# slow fermentation with D-47 yeast



## dderemiah

I am making a mead and it is taking a while to ferment. It started at 1.080 and is down to 1.060 today after 10 days. Is D-47 usually that slow with mead? I have added nutrients twice. First when I prepared the must and then again when it had been 6 days and it was only down to 1.070. I have made the same recipe with Champagne yeast and not had any problems (it fermented dry in 8 days) I have started a starter of EC-11118 to pitch if it is still not moving in a couple days.


----------



## Wade E

Seen as how you a re in Cali Im not guessing that cooler temps is the problem! . A slow ferment is not really a problem just so you know but have you tried energizer? Meads can really use energizer. I have never used that yeast so dont know the tempermentals of it But like I said some yeast ferment fast and some slow and neuther are a good or bad thing. I actually like a slow ferment with Meads and fruit wines as the esters arent burnt off in a vigorous ferment. I say let this go and see the difference in the final product.


----------



## Olaf

I would let it go. At that gravity d47 should take it dry. In my experience d47 can move a bit slow, and temps above 70F will make it real hot. All that said, d47 increases mouthfeel and makes a nice mead. Can you check the pH? That is the most common issue in a traditional.
Olaf


----------



## dderemiah

It's 1.055 today. So I guess I shouldn't worry. It's a 6G batch, how much Fermaid should I add again? Or I could just keep checking every few days. The EC-1118 starter is bubbling away. Maybe I'll take a gallon off and see the difference in the final product. I don't have equipment for checking Ph. I only have an acid test kit.


----------



## dderemiah

It's also 72 degrees. I think that is the perfect temp for this yeast.


----------



## winemaker_3352

I use the Lavlin ICV-D47 all the time - i have never had any issues with it. Most of the time it will ferment to dry in about 4-6 days.
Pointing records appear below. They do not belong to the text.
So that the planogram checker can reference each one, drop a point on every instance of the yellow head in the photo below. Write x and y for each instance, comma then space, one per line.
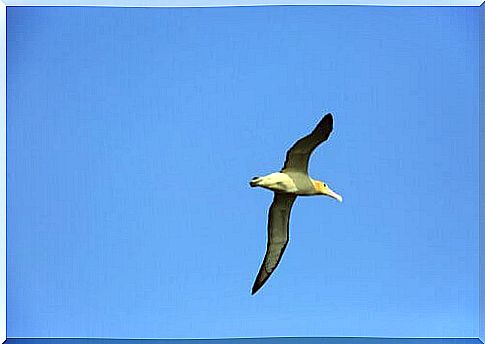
323, 189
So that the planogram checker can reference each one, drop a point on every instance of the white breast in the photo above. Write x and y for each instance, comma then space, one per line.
277, 182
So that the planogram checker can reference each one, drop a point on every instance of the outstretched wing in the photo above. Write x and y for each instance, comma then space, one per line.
278, 221
298, 155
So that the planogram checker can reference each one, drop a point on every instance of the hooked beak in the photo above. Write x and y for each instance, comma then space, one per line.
333, 194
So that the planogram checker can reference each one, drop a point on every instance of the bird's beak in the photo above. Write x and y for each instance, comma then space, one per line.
333, 194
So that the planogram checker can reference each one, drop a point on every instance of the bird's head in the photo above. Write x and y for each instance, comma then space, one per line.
323, 189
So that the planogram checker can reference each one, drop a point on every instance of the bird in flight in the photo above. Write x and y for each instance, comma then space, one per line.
290, 182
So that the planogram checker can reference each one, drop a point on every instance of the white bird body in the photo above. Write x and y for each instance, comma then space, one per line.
278, 182
290, 182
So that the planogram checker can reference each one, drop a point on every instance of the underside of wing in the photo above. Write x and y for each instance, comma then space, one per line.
298, 155
278, 223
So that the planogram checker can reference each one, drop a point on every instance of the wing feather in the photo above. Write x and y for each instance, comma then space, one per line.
298, 155
278, 235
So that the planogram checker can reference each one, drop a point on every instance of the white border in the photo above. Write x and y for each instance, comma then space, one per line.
132, 3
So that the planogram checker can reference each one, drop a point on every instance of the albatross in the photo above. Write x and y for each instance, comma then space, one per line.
292, 181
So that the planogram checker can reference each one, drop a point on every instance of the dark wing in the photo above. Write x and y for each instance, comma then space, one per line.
278, 220
298, 155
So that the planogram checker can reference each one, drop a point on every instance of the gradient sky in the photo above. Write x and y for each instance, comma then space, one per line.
132, 135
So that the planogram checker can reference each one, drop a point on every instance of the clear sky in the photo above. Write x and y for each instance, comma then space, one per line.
132, 135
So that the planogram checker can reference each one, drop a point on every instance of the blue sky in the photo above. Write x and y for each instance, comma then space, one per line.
132, 135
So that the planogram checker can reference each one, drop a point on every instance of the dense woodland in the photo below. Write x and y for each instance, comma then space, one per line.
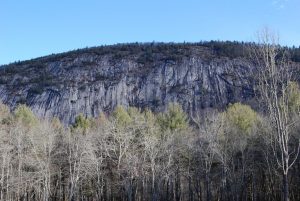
133, 154
138, 155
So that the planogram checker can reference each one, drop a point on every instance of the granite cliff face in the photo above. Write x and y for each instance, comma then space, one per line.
93, 80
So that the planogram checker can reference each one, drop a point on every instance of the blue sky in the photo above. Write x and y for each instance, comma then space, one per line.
34, 28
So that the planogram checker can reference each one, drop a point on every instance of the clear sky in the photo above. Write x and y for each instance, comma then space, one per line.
33, 28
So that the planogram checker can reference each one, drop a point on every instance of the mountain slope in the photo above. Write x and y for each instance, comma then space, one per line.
95, 80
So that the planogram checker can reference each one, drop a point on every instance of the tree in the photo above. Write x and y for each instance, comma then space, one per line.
173, 119
24, 115
274, 78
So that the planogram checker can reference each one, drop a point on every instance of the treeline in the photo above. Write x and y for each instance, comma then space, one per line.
138, 155
146, 52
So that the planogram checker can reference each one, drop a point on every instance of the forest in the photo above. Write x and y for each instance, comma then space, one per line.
233, 154
138, 155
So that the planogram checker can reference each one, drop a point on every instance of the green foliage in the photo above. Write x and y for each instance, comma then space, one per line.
24, 115
241, 117
174, 119
81, 123
121, 116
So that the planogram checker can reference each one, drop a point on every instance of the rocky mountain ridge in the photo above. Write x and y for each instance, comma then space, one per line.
95, 80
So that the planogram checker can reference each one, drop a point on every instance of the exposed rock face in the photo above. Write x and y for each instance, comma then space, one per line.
89, 83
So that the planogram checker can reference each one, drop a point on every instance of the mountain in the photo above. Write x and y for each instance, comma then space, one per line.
149, 75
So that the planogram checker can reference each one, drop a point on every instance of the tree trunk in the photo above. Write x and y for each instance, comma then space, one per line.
285, 187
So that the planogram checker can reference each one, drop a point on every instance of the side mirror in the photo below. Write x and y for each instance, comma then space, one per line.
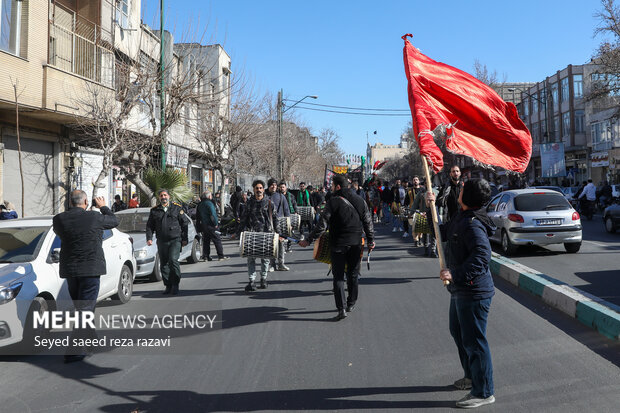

Did you any yeast nutrient/energizer?


----------



## dderemiah

I have had 2 additions of Fermaid K energizer. Once at the begining and then again 5-6 days later when I got worried about it moving so slowly.


----------



## Wade E

Mead always takes more time to fermment then fruit batches. How much fermaid have you added thus far? Ive had a few meads that fermented for 2 months or more and cae out awesome!


----------



## fatbloke

Fermaid-K isn't energiser, it's nutrient......

Energiser is DAP a.k.a. Di-ammonium Phosphate.

This is the kind of thing that drives me up the bloody wall.....

2 nations divided by 1 language.

Nutrient usually contains "some" DAP, but a lot of other stuff as well (that yes, the yeast does need), whereas "Energiser" is basically pure DAP.

If you look over at Gotmead (and have a dig around), there's a calculator to work out how much YANC is needed.

Or you can just check out the Lallemand/Lalvin yeast chart and while it does say that D47 has low nitrogen needs, it also says that it ferments at "moderate" speed.

Either way, if you worked out what the base dosage of DAP should be for the size batch, then you could reduce it by half or even two thirds - so as not to leave/create any possible off flavours.....

Then see if it speeds up a bit.

Oh and fermentation speed can often be relative i.e. how "balanced" the must was when it started - hence the reports/posts of how some people have had a batch go dry in less than a fortnight etc etc!

Dunno if that's any use.......

regards

fatbloke

p.s. YANC = Yeast Assimilible Nitrogen Content


----------



## dderemiah

OK. I added 1 tsp of DAP. Another thing that concerns me. Should I move it to secondary and cut off the air space while it takes a while to ferment out?


----------



## fatbloke

dderemiah said:


> OK. I added 1 tsp of DAP. Another thing that concerns me. Should I move it to secondary and cut off the air space while it takes a while to ferment out?


It's not entirely necessary, but I usually do. Only because it's hard to reduce headspace in a bucket - plus if you feel you've finished adding nutrients etc then there should be little to no chance of getting a "mead fountain" now. Yes, its fair to say that as it ferments any O2 in the airspace is displaced by the CO2 produced (or used by the yeast of course), but it is a handy additional precaution.........

Oh, and if you suspect that you've used enough nutrient in the batch then the other thing to check would be the pH. Honey can be a total PITA with acidic/pH swings - which I understand is connected to changes in the levels of gluconic acid as the ferment proceeds. I'd suggest that you rack to secondary, then if possible, check the pH (3.5 pH and above would be fine - as you can always add a little acid too taste later). Then just airlock the secondary fermenter - if it still ferments slowly then I'd say just to leave it be - it's heading in the right direction anyway, so it'll probably finish fine (if a little slow).

Give it a fortnight/3 weeks and the see how it's progressing (with hydrometer, not counting bubbles as that's a poor check of ferment progress)

regards

Fatbloke


----------



## Meadmaker

I won best of show with a mead that I had washed my hands of because I thought the taste was a little too harsh. After 3+ years sitting in the carboy, I went to taste it and instantely fell in love...nectar of the gods is exactly what it was. The D-47 yeast that I used did take awhile to take off but it did a great job in the end. I have continually used it in my making and have even gotten it up to 21% by feeding it in my blueberry port. 
Stick with it, maybe warm it alittle. If not try and EC-1118 or K1V-116 from lalvin. They shoudn't impart any off flavors unless you let them sit on the lees.


----------